Le maire Benjamin reproche à Mme Alarie d’avoir porté atteinte à sa réputation et d’avoir tenté de miner sa crédibilité afin d’ébranler sa légitimité à titre de maire de Saint-Bruno-de-Montarville.

«Nous lui avons donné la possibilité de se rétracter et elle ne l’a pas fait. Ce sont maintenant les procureurs de la Ville qui s’occupent du dossier», a indiqué M. Benjamin au Journal de Saint-Bruno.

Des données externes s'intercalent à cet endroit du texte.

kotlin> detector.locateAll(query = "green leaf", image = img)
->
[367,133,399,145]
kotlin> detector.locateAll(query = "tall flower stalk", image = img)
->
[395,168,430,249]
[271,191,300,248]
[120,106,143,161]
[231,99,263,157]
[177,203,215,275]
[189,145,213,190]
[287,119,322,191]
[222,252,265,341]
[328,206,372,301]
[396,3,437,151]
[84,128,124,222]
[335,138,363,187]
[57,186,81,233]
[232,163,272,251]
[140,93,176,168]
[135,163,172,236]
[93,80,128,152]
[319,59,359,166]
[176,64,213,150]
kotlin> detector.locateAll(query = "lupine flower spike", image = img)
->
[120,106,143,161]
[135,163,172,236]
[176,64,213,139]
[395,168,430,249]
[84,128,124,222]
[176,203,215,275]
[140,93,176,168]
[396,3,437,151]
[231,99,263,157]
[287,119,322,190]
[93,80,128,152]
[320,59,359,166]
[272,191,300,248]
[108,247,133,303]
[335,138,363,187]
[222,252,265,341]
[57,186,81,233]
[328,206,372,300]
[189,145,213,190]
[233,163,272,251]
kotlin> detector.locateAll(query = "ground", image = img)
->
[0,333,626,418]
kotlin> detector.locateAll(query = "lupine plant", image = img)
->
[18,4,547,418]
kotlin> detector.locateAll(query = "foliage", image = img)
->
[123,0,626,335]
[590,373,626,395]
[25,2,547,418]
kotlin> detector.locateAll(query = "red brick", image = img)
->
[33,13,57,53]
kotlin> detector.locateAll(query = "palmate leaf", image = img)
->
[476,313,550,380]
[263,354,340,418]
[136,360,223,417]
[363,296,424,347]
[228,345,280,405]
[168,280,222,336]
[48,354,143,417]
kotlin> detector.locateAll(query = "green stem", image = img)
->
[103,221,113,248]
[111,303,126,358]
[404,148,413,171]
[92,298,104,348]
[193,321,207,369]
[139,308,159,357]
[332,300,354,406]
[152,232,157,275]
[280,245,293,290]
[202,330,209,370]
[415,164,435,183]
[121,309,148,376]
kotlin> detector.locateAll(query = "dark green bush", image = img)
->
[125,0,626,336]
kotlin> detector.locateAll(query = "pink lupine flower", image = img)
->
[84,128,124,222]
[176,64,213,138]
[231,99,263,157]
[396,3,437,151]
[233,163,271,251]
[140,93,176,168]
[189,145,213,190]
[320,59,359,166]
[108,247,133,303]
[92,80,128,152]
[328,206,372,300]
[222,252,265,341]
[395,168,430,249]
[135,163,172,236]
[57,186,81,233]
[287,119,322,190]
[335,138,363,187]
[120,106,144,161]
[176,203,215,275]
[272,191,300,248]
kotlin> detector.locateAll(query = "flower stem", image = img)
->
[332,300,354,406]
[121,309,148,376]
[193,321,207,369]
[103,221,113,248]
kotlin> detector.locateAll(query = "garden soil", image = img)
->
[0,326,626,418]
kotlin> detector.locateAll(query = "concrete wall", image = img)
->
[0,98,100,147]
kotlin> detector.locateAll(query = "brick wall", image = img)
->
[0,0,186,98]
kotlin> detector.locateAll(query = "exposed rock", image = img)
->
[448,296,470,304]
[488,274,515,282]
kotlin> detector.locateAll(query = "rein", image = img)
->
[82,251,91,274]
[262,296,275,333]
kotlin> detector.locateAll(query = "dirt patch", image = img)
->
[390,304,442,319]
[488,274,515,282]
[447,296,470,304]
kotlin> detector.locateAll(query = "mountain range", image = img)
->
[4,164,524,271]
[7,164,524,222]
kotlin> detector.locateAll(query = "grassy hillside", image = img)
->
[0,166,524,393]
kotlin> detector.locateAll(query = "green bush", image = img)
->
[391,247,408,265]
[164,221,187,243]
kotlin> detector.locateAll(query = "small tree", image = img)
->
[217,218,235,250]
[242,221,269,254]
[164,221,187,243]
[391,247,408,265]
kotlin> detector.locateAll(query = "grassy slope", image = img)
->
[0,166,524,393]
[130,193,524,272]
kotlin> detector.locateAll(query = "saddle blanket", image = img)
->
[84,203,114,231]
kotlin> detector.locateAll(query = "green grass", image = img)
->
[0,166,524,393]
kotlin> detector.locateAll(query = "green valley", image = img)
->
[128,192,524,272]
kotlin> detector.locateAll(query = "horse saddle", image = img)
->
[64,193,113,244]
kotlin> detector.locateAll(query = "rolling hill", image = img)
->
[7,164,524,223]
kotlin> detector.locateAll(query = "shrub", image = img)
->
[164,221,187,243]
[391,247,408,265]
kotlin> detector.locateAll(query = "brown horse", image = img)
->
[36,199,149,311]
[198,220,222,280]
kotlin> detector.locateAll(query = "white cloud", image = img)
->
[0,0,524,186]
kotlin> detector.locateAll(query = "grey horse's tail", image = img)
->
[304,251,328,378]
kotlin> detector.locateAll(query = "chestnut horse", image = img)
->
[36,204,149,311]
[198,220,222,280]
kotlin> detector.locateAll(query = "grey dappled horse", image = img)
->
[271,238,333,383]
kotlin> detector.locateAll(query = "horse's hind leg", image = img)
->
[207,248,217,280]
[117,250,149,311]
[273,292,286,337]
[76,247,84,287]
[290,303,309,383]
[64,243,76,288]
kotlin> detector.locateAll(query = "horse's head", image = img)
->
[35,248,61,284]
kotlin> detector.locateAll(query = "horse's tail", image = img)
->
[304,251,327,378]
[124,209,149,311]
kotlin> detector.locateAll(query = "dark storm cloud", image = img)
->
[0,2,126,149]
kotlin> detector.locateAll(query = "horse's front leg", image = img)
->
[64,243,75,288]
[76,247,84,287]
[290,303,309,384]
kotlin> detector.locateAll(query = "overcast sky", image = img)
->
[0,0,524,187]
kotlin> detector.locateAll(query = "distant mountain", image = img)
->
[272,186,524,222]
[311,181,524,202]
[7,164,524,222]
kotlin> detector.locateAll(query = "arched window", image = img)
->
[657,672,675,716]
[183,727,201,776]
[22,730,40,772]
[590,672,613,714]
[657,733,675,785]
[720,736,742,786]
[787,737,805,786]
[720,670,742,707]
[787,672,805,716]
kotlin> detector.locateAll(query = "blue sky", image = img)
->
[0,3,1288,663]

Le maire affirme que cette poursuite est aussi importante pour lui que pour tous les fonctionnaires de la municipalité qui ont été «à la fois furieux et peinés d’entendre ces affirmations.»

Pas de commentaires

Mme Alarie préférait discuter avec ses avocats avant de livrer ses commentaires. En décembre dernier, elle avait envoyé une mise en demeure au maire Benjamin, lui demandant rétractation et excuses pour ce qu’elle estimait être de fausses informations circulant à son sujet dans un communiqué émis par la municipalité.

La requête sera entendue au Palais de justice de Longueuil le 13 février prochain.